Refractory status epilepticus (RSE) is a life-threatening neurologic emergency with high mortality and morbidity. The aim of this study was to identify and quantify associations between clinical characteristics of adult RSE patients and outcome.

Methods

Comprehensive medical chart review was performed of all consecutive adult RSE patients treated on the intensive care units of an academic tertiary care center between 2005 and 2011. Demographics, RSE etiologies and duration, comorbidities, as well as outcomes were assessed. Associations between clinical characteristics and death were quantified.

Key Findings

Of 260 patients with status epilepticus, 111 developed RSE. Hypoxic encephalopathy (23%), brain tumors (14%), known and uncontrolled epilepsy (10%), and ischemic stroke (8%) were the main etiologies. During hospitalization 38% of patients died.

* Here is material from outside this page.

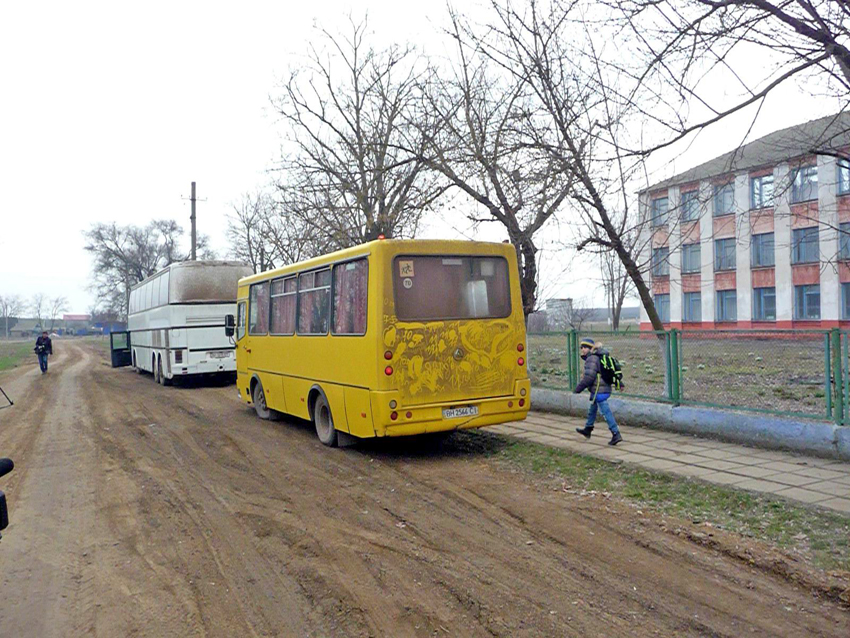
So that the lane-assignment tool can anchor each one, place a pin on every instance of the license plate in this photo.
(457, 413)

Hypoxic encephalopathy (HE) and brain tumors were independently associated with death (relative risk [RR] 2.41, 95% confidence interval [CI] 1.40–4.12; p = 0.001 and RR 2.81, 95%CI 1.59–4.96; p < 0.0001). The estimated hazard ratio of death was 3.1 (95% CI1.6–6.0; p = 0.001) for patients with HE and 1.1 (95% CI 0.5–2.3; p = 0.745) for patients with brain tumors. RSE duration and nonconvulsive status epilepticus in coma were independently associated with death (for every hour RR 1.001; 95%CI 1.00–1.002; p = 0.011 and RR 3.62; 95%CI 1.34–9.77; p = 0.005).

Significance

Brain tumors and HE had high relative risks for death and were independently associated with mortality in our cohort of critically ill RSE patients. Other clinical characteristics, as well as the use of intravenous anesthetic drugs and mechanical ventilation, may not be strongly related to outcome and should therefore be used cautiously for informed decision making regarding treatment.